The survival pattern is the same for all three: a local trace buffer on disk, a tight client-side timeout on the LangSmith call, and an explicit replay job. Stripped down to the parts that matter:
import os, json, pathlib
from langsmith import Client
BUFFER = pathlib.Path("/var/lib/agent/trace-buffer")
BUFFER.mkdir(parents=True, exist_ok=True)
client = Client(
api_url=os.environ["LANGSMITH_ENDPOINT_EU"], # https://eu.api.smith.langchain.com
api_key=os.environ["LANGSMITH_API_KEY"],
timeout_ms=750, # fail fast; tracing must never stall the agent
)
def safe_emit(run: dict) -> None:
try:
client.create_run(**run)
except Exception:
# AVG-safe: persist locally, replay later, never drop.
(BUFFER / f"{run['id']}.json").write_text(json.dumps(run))
The replay job runs every five minutes and walks the buffer in write order. We benchmark it on the client's own hardware before signing off: on a typical SME workload it can drain a six-hour outage in under twelve minutes once the region is healthy again. The point is not the throughput. The point is that no trace is ever lost, which is what Article 30 of the AVG and a future auditor actually want to hear.
If your agent cannot finish its job when LangSmith is down, LangSmith is not your tracing backend. It is your single point of failure, and you are paying for the privilege.
What is deliberately not on the checklist
We do not audit model choice. We do not audit cost per run. We do not score the system prompt for quality. Those are interesting questions and we will happily argue about them over coffee, but they are not reliability. They are product decisions, and they belong in a different conversation with different people in the room.
We also do not benchmark eval coverage at this stage. Evals matter, but a team whose retries drift and whose prompts are unpinned will get noisy eval results that everyone in the channel quietly learns to ignore. Fix the substrate first. Then the evals start telling you something true, and the team starts trusting them again.
When this audit ran against a B2B SaaS workload in Utrecht last quarter, the retry-drift score came back at 38 out of 100 on a system the team believed was rock-solid: one high-volume node had wrapped a fully deterministic SQL tool in a generic LLM-retry decorator inherited from a tutorial, and a single commit closed the gap. That is the kind of unglamorous fix our AI agents work moves the score on most.
If you want to start before you talk to anyone: pull the last 30 days of LangSmith traces for your three highest-volume nodes, group them by input hash, and count how many distinct tool-call signatures each input produced. If the answer is more than one for more than 5% of inputs, you have drift. That is ticket number one.
Key takeaway
Audit retry drift, prompt pinning, and region failover before paying for an agent reliability retrofit — the rest is product, not reliability.
FAQ
How long does the audit take from kick-off to delivered PDF?
Four working days for a stack of up to ~80 nodes and a dozen sub-agents. Larger graphs scale roughly linearly, but we will flag that on the intake call before we start the clock.
Do you need direct access to our production LangSmith workspace?
Read-only access to traces for the last 30 days, plus read access to the prompt hub.
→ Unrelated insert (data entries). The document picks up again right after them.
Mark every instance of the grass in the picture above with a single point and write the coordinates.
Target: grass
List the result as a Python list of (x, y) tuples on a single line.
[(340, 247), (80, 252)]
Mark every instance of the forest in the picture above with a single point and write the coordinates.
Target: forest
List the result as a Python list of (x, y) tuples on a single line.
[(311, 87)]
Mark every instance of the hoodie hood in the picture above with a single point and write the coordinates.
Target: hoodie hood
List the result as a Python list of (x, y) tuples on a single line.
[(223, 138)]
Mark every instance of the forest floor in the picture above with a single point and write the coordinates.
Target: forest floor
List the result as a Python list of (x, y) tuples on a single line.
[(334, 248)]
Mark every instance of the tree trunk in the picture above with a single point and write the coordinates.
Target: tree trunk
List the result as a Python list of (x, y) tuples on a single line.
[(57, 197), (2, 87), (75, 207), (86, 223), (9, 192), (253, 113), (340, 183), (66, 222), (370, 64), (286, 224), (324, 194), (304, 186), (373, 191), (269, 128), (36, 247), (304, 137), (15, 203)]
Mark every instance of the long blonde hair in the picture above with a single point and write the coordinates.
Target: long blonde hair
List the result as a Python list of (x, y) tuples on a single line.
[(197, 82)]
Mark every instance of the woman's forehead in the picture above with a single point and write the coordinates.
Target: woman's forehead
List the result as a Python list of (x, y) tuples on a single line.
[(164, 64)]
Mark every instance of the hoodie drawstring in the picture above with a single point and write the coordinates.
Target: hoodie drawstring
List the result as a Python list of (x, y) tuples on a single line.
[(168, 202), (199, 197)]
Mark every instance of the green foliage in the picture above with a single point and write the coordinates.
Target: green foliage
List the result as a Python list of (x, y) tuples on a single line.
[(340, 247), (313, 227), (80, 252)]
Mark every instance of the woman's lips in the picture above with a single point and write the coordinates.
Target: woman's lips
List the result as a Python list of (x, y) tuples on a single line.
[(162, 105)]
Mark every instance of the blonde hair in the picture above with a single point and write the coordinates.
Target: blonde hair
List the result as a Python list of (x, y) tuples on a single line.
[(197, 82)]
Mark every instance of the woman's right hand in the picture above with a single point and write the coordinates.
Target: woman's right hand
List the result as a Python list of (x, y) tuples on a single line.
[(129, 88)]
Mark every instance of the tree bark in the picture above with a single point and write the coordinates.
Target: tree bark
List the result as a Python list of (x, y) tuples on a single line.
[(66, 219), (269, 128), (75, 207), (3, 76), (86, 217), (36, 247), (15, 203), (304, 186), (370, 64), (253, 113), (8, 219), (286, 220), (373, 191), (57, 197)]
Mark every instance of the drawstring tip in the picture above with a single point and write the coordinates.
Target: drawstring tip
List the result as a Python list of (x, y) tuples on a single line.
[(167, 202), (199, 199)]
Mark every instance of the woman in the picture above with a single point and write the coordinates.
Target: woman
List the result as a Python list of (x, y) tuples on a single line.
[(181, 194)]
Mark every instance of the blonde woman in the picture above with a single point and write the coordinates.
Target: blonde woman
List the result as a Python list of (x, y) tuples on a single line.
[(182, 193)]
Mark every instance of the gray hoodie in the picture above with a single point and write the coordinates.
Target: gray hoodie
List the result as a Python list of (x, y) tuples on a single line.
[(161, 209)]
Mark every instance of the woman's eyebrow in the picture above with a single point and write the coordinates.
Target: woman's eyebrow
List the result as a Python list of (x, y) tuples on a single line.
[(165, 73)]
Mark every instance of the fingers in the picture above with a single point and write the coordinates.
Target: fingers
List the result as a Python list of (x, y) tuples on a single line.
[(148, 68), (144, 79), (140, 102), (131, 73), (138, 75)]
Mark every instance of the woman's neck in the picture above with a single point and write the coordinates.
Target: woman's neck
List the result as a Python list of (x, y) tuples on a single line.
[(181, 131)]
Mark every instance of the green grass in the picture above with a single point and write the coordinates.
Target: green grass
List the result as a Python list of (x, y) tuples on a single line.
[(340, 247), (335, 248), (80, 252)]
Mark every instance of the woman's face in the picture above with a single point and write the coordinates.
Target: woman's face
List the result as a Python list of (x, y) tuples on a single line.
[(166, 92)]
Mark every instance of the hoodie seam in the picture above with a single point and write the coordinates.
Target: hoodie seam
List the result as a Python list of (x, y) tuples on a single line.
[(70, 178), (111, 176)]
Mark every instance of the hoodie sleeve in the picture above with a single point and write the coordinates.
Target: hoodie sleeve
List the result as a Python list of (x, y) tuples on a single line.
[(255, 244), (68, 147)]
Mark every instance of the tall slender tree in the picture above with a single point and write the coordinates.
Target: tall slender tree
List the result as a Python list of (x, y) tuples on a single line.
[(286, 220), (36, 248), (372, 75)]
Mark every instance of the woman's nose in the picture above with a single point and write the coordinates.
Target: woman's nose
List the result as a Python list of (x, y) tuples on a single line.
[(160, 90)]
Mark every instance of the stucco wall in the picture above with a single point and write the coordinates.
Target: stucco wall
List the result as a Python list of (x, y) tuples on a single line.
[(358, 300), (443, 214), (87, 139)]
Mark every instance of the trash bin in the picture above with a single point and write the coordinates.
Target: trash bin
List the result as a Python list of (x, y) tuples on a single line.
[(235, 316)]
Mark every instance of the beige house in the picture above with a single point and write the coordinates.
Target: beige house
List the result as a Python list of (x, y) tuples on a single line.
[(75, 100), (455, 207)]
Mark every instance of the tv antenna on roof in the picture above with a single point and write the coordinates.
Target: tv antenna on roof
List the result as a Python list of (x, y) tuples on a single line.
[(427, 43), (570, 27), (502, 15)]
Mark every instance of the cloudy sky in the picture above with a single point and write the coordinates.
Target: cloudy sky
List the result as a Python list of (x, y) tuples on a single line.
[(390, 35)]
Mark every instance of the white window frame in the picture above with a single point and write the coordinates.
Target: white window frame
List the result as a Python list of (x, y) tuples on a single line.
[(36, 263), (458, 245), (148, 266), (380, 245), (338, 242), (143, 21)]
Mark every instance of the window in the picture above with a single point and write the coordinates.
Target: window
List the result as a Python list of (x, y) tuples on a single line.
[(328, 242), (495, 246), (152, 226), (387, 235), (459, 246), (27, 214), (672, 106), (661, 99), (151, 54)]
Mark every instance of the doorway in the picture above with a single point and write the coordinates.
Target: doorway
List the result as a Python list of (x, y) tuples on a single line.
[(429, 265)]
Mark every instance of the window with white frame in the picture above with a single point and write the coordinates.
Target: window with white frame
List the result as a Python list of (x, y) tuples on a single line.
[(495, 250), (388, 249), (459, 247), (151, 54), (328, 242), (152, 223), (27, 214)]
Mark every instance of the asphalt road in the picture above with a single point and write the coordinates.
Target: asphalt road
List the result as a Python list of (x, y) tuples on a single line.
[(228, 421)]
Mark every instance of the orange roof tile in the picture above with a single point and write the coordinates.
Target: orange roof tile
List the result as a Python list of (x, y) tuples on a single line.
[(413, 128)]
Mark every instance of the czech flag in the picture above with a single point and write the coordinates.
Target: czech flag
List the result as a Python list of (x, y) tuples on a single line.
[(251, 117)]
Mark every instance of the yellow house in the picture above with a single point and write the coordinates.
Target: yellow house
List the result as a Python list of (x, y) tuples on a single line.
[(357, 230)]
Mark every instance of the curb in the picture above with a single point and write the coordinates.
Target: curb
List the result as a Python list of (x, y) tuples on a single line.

We do not need keys for the underlying models or your application database to run the audit.
What if we are still on the LangSmith us-east-1 region?
Migrating to eu-west-1 becomes item one of the retrofit. We can run the audit against the US region, but no Dutch SME handling personal data should stay there once the audit is done.
Can our own engineers run this checklist without you?
Yes. The three measurements above are the whole method. Most teams who try it report the prompt-pinning pass takes a morning and the retry-drift scoring takes a day of careful trace analysis.